Durchschnitts-Performance
Bei den kotierten Aktien der Favoritenliste liegt die durchschnittliche Performance nach sechs Monaten bei 24,7%, bei den ausserbörslich gehandelten Aktien beträgt sie 11,7%, bezogen auf alle Titel sind es 18,9%. Dividenden bleiben unberücksichtigt.

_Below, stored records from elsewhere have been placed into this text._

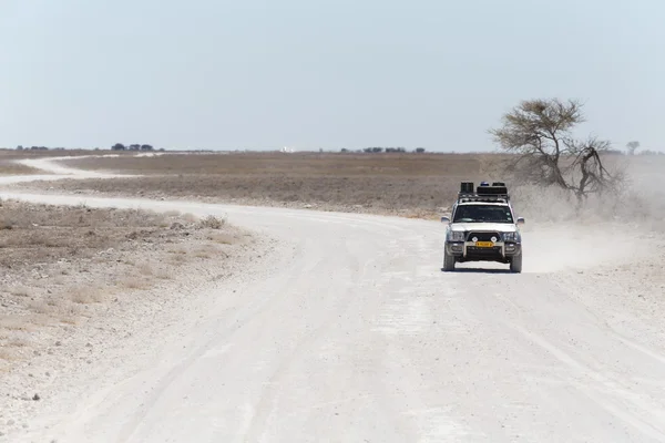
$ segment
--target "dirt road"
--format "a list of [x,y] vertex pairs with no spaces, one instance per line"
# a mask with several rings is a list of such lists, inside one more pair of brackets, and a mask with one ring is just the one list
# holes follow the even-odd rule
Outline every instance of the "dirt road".
[[72,367],[21,441],[665,441],[664,259],[649,233],[528,225],[523,274],[444,274],[432,222],[0,196],[224,215],[282,241],[280,258],[120,359]]

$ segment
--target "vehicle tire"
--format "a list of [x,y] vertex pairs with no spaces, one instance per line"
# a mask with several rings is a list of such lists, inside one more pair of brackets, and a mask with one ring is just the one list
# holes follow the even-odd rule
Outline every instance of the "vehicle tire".
[[449,255],[443,247],[443,270],[450,272],[454,270],[454,256]]
[[510,271],[515,274],[522,272],[522,253],[513,256],[513,258],[510,260]]

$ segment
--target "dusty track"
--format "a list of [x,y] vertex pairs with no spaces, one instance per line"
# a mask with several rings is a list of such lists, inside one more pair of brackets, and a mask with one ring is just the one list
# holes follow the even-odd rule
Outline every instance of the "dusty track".
[[623,267],[663,256],[600,246],[620,229],[530,226],[524,274],[443,274],[432,222],[0,196],[225,215],[283,241],[160,334],[136,324],[121,361],[72,373],[24,441],[665,441],[663,289]]

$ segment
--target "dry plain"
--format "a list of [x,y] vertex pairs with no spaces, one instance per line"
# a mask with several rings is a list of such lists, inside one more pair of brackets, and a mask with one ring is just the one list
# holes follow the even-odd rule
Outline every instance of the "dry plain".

Einstiegschance bei Vifor Pharma
Gibt es Gelegenheiten für das Portfolio, so sollte man sie nutzen. Das ist gegenwärtig angesichts des allgemein hohen Kursniveaus nicht einfach. Doch beim Pharma-Konzern Vifor bietet sich eine solche Einstiegschance. Die Aktie ist nach mehreren Durchstartversuchen doch immer wieder zurückgefallen. So auch zuletzt. Der Kurs rutschte kurzzeitig unter 120 CHF. Am 24. Juni meldete Vifor, dass der bisherige CEO Stefan Schulze zurücktritt und am 16. August sein Nachfolger Abbas Hussain übernimmt. Vielleicht gab es Differenzen zur weiteren Strategie. Doch der neue CEO ist ein ausgewiesener Pharma Executive mit langjährigen Stationen bei Eli Lilly und GSK. Dort war er in den letzten fünf Jahren Global President Pharmaceuticals and Vaccines.
Neue Besen kehren gut
Bei der Globalisierung von Vifor, schlagkräftigen Partnerschaften und der Skalierung des Produktportfolios könnte er nun den Sprung aufs nächste Level bewirken. Hilfreich könnte dabei auch der Private-Equity-Hintergrund des Kandidaten sein. Mehr zum Unternehmen findet sich in der schweizeraktien.net Evaluierung „Vifor Pharma: Wachgeküsst?“ von Ende November 2020. Die Aktie wird mit einem 2-Jahres-Anlagehorizont per Anfang Juli der Favoritenliste 2021 hinzugefügt.